Vous me connaissez pour mes articles plutôt crus, mes expériences libertines et ma façon très directe de parler de plaisir. Aujourd’hui, je vais aborder un sujet que je ne vis pas encore : la ménopause et son impact sur la sexualité.
Je ne suis pas concernée pour l’instant, mais j’ai beaucoup lu, discuté avec des amies qui y sont passées, et interrogé des sexologues. Je voulais vous proposer un article clair, sans tabou et sans dramatisation inutile. Parce que oui, la ménopause change des choses… mais elle ne signe pas la fin de notre vie sexuelle. Au contraire, pour beaucoup de femmes, elle peut même ouvrir une nouvelle ère de liberté et de plaisir.
Ménopause : ce qui se passe dans le corps
La ménopause est avant tout une histoire d’hormones. La production d’œstrogènes et de testostérone diminue fortement. Résultat :
- Sécheresse vaginale et amincissement des parois du vagin (atrophie vulvo-vaginale). Ce qui rend la pénétration parfois plus inconfortable, voire douloureuse au début.
- Moins de lubrification naturelle, même quand on est excitée.
- Baisse de la libido pour certaines femmes (pas pour toutes !). Le désir peut devenir plus mental et moins « automatique ».
- Sensibilité modifiée : le clitoris reste ultra-sensible, mais certaines zones internes peuvent demander plus de temps ou de stimulation.
- Changements corporels : prise de poids, modification de la silhouette, bouffées de chaleur, fatigue… qui peuvent jouer sur l’image de soi et la confiance.
Bref, le corps change. Et notre sexualité aussi.
Ce qui ne disparaît pas (et qui peut même s’améliorer)

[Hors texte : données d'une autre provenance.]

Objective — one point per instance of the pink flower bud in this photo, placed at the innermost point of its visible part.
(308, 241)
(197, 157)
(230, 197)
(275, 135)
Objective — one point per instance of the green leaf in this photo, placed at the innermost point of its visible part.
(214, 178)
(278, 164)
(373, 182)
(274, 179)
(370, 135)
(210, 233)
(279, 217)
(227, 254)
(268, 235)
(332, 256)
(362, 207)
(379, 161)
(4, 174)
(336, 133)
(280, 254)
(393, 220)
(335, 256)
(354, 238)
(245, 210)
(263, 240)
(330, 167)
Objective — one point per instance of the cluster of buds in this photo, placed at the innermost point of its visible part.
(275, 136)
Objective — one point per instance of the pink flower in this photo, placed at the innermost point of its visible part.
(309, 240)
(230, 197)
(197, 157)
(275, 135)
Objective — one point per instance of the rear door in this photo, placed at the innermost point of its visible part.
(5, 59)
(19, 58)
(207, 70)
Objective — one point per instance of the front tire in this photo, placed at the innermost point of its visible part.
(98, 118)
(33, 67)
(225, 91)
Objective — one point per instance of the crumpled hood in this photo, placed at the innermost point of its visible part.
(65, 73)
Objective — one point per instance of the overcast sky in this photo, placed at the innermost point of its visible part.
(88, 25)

Et là, je tiens à être très claire : la ménopause n’est pas la fin du désir ni du plaisir.
Beaucoup de femmes que j’ai interrogées m’ont dit :
- « Je me sens enfin libérée de la contraception et de la peur de tomber enceinte. »

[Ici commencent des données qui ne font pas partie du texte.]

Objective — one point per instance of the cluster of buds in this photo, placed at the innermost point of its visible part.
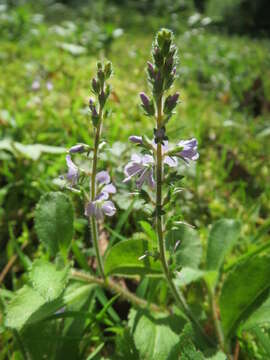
(100, 204)
(101, 90)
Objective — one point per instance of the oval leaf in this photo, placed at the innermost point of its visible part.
(123, 259)
(54, 217)
(156, 336)
(242, 287)
(189, 250)
(222, 238)
(49, 281)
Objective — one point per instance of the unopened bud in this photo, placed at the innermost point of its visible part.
(79, 148)
(147, 104)
(95, 86)
(157, 55)
(170, 103)
(108, 70)
(136, 139)
(151, 70)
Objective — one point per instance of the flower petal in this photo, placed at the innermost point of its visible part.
(108, 208)
(171, 161)
(110, 189)
(102, 196)
(90, 209)
(103, 177)
(73, 171)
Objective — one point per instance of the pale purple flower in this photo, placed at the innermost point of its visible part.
(142, 169)
(136, 139)
(100, 206)
(145, 99)
(35, 85)
(49, 85)
(79, 148)
(189, 151)
(103, 179)
(73, 171)
(171, 161)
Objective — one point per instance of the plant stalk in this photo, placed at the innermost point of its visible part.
(217, 324)
(92, 220)
(162, 250)
(115, 288)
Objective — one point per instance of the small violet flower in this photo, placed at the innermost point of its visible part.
(101, 205)
(142, 168)
(73, 171)
(136, 139)
(189, 151)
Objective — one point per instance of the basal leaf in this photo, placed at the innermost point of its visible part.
(48, 280)
(242, 287)
(156, 336)
(222, 237)
(260, 317)
(54, 217)
(123, 259)
(189, 250)
(22, 306)
(188, 275)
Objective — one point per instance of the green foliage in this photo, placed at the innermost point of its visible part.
(49, 281)
(189, 251)
(261, 316)
(54, 222)
(156, 337)
(242, 288)
(222, 237)
(123, 259)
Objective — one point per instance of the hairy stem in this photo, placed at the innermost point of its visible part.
(159, 176)
(112, 286)
(92, 220)
(217, 324)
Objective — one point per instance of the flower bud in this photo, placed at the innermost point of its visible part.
(102, 98)
(151, 70)
(108, 70)
(95, 86)
(101, 77)
(136, 139)
(170, 103)
(158, 58)
(145, 99)
(158, 84)
(79, 148)
(147, 104)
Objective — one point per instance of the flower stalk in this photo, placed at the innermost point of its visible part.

- « J’ai appris à mieux connaître mon corps et à demander exactement ce que je veux. »
- « Le plaisir est différent, mais parfois plus profond, plus lent, plus intense. »
Le désir devient souvent plus réactif (il faut plus de préliminaires, plus de temps, plus de connexion) que spontané. Mais il est toujours là. Et pour certaines, il est même plus fort une fois que les hormones se stabilisent.

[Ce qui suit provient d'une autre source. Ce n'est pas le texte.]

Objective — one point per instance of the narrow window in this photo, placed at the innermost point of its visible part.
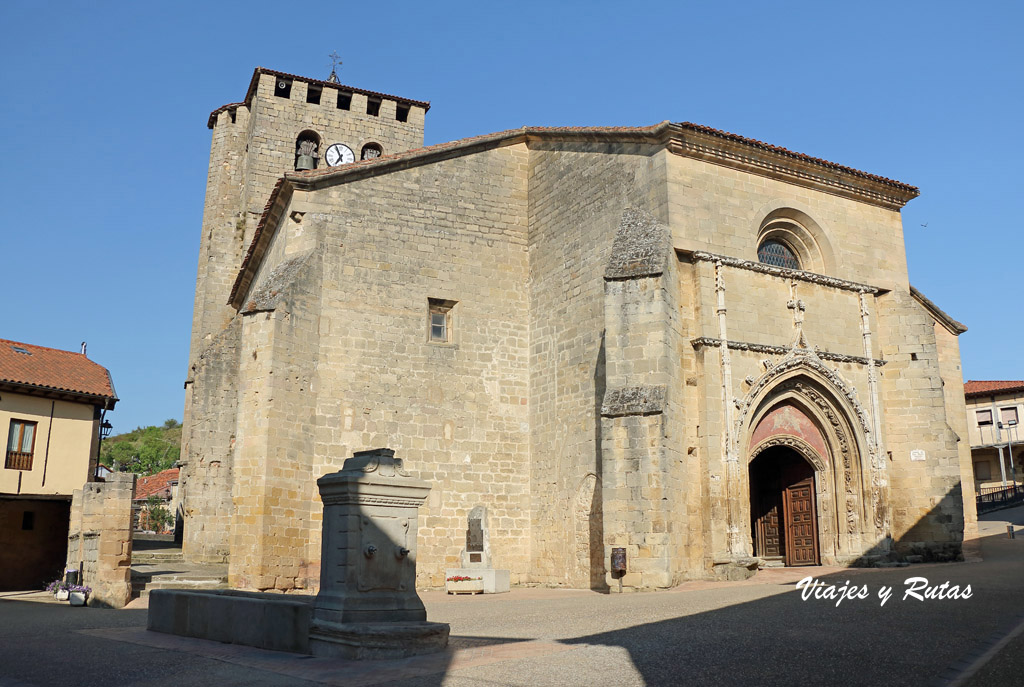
(19, 444)
(439, 319)
(776, 253)
(283, 88)
(306, 151)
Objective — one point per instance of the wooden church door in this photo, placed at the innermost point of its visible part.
(801, 523)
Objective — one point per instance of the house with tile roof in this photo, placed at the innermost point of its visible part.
(685, 343)
(51, 405)
(994, 411)
(164, 487)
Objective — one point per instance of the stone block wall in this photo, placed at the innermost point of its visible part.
(456, 412)
(927, 495)
(577, 200)
(208, 448)
(99, 539)
(252, 146)
(947, 345)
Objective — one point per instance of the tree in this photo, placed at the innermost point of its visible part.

Comment continuer à prendre du plaisir pendant la ménopause
Voici les solutions concrètes qui reviennent le plus souvent :
- Lubrifiant et hydratant vaginal : ce n’est plus une option, c’est un must. Choisissez-en un à base d’eau ou de silicone selon vos préférences. Certains hydratants vaginaux s’utilisent même tous les jours.
- Stimulation clitoridienne prolongée : le clitoris reste notre meilleur ami. Vibrateurs, succion, caresses… on prend le temps.
- Communication avec le ou les partenaires : dire clairement ce qui fait du bien maintenant (et ce qui ne fait plus du bien).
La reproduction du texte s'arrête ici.